夜盲症眼里的黑夜哪怕有光也是黑暗的,除了灯火通明的大马路,任何只有一盏灯照明的地方都是一片漆黑。
可是,厉谨是第一次把这件事告诉他。
商时勖咬紧牙关,心里说不出的疼,厉谨有血有肉,是个活生生的人,却像个有固定程序的机器人,或是漂流的浮萍,总把很多事情看得很轻,叫他捉摸不透,就连厉谨的亲生父母都不知道厉谨有夜盲症这件事。
前世叫他那样倔强也就罢了,今生绝对不行。
商时勖沉着眼,抬手把灯打开,但是把眼镜搁在高处。
厉谨终于看见了,也看见他的举动,很无奈的看商时勖,觉得他在恶作剧,垫着脚要去拿眼镜,“你多大的人了,还要和我玩过家家吗?”
“厉谨,”商时勖的声音很沉闷,“我要是不关灯,你是不是不打算说你有夜盲症?”
厉谨动作一顿,觉得他有点奇怪,他们才认识多长时间,要把自己有什么病也告诉对方吗?
厉谨温声说:“我小时候就有,这也不是什么值得炫耀的事,没必要说,只会给其他人添麻烦。”
厉谨把眼镜折叠好放在桌面上,掀开被子上床,刚躺下,床的另一旁就跟上来商时勖。
厉谨低声问:“你不回去睡觉吗?”
商时勖从后面抱着他的腰,下巴抵着他的头发,低声说:“我不走行不行?”
“你……”厉谨耳根子猛地发烫,就算前世,他们俩也没真躺在一张床上过,说不紧张是假的,“你不认床?”

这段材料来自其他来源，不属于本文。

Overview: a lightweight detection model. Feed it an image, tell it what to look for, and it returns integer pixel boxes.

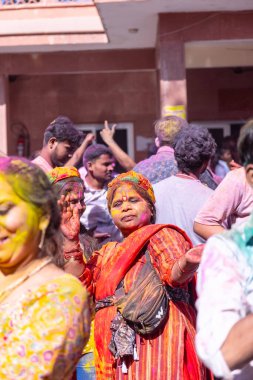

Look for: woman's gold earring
[39,228,46,249]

没听到拒绝的回音,商时勖松了一口气,“不认床,我认你。我想抱着你,睡吧。”
这样的话,只要厉谨有不舒服,他会第一时间就知道。
厉谨一头雾水,温暖的被窝里困意袭来,很快就沉沉落睡。
第二天清晨,仍是陆习微给他打电话,这次厉谨放了震动,省的被吓出心脏病。
一睁开眼睛,屋子里只有他自己,枕头边有张字条,是漂亮的行楷体,“穿好衣服,出门吃饭,我在楼下等你。”
厉谨先接电话。
“厉先生,今天下午两点招标会,标书做好了,四十页,盖章了,我把密封函带好,您不用操心了。”
“嗯,”厉谨边穿衣服边问:“带烟了吗?”
陆习微一愣,道:“您要抽?”
厉谨想起商时勖抢他烟盒的事儿,有点烦躁,真不想戒烟,但他也不想被时刻监管着,压着脾气说:“不是,我今天不抽,但其他人会抽,拿两盒好烟什么话都好讲,还有女士的伴手礼,蛋糕甜点你看着准备。”
“哦,对!”陆习微道:“我都忙忘了,您实在是细心,我知道了,我去接您去公司?”
厉谨不自然道:“不用了,我自己去。”
陆习微却道:“可是曹老爷子说您没在家,难道……又在婉园?”
“不是,”厉谨闭了闭眼,算了,越描越黑,“……挂了。”
陆习微:“诶——”戛然而止。
厉谨心事重重地下了楼,商时勖坐在那等他,今天的竞标会就在商会大厦里举办,轰动京市商圈,每逢和经济新区有关的项目都这样,媒体报道,全国瞩目,一点风吹草动都能引发热搜。